Part I is largely self-explanatory. Regulation 1 provides that the Regulations apply to incorporated societies from 19th February 1993.

In Part II, regulation 4 deals with the margins of solvency to be maintained by incorporated friendly societies. Regulation 4 is made under section 48 of the 1992 Act, which provides for the amount of the margin to be prescribed by or determined in accordance with regulations. The margin for the various classes of long term business is to be determined in accordance with the detailed rules in Schedule 1. The margin for general business is the higher of the results given by the methods of calculation set out in Schedules 2 and 3 respectively. Regulation 5, which is made under section 49 of the 1992 Act, sets out the minimum level of the margin of solvency. Regulation 5 refers to that level as the “guarantee fund” which is defined as one-third of the required margin of solvency subject in any event to a minimum amount referred to as the “minimum guarantee fund”. The minimum guarantee fund is arrived at in accordance with regulation 6 with respect to long term business and regulation 7 for general business. The guarantee fund therefore cannot be quantified until the required margin of solvency has been calculated. If the margin of solvency falls below the guarantee fund, the Commission may request the society concerned to submit a short-term financial scheme to restore the position (section 49 of the 1992 Act). Regulation 5(3) limits the extent to which implicit items may be taken into account in the composition of the guarantee fund and minimum guarantee fund for long term business. Implicit items are future surpluses, zillmerising and hidden reserves, as provided in regulations 8-11 which are valuation regulations made under section 45 of the 1992 Act.

Regulations 12 to 18 in Part III are necessary to implement the above-mentioned directives as regards matching and localisation. Matching means holding assets in a currency appropriate to the society’s liabilities, and localisation means holding those assets in the country appropriate to them.

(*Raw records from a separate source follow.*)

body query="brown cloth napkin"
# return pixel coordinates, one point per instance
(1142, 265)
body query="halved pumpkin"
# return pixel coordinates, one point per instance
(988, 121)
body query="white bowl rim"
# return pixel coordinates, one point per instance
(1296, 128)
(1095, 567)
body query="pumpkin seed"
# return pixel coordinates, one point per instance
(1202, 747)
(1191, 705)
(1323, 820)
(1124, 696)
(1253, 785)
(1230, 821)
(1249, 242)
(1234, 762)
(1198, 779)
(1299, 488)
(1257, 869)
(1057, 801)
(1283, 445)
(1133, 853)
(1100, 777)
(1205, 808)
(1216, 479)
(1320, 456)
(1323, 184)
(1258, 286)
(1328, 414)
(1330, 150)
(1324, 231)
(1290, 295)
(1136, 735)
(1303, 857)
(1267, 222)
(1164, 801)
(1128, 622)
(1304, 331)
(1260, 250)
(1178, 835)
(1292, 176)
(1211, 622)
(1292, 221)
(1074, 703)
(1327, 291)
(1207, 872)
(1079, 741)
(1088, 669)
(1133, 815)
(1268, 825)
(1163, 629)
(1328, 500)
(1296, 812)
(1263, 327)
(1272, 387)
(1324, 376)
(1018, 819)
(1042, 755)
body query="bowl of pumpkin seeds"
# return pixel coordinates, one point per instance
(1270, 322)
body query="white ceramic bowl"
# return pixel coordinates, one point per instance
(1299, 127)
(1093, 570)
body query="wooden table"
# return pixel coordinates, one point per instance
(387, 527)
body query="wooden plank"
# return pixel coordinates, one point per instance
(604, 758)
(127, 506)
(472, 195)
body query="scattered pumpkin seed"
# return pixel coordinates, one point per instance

Parts IV and V are valuation regulations made under section 45 of the 1992 Act. They are essentially adaptations of Parts V and VI of the Insurance Companies Regulations 1981. Part IV is intended to ensure a satisfactory spread of assets by requiring that any asset, the valuation of which is not provided for in the Regulations, is to be left out of account altogether, and assets of a description specified in Schedule 5 may be taken into account only within the limits specified in that Schedule; this is consistent with similar provision applying to insurance companies. Regulations 21 and 22 make provision for valuation of shares in and debts due from dependants. Dependants are defined as subsidiaries of, or bodies jointly controlled by, an incorporated friendly society within the meaning of section 13 of the 1992 Act. Part V contains, in regulation 38, provision for valuation of future premiums by the net premium method, subject to the exclusion of certain types of sickness insurance carried on by Holloway and other societies, to which the net premium method is not appropriate.

In Part VI, regulation 47 makes provision for all long term linked contracts entered into by incorporated societies (including those entered into prior to the coming into force of these Regulations) other than contracts expressly excluded by regulation 47(4) and is made under section 56 of the 1992 Act.

Part VII contains miscellaneous provisions. Regulation 48 (in conjunction with section 46(1)(a) of the 1992 Act) ensures that all incorporated societies carrying on long term business are required to carry out annual actuarial investigations into their financial condition. Regulation 49 prescribes the persons required to sign one copy of the abstract of the actuary’s report for the purposes of section 46(3) of the 1992 Act.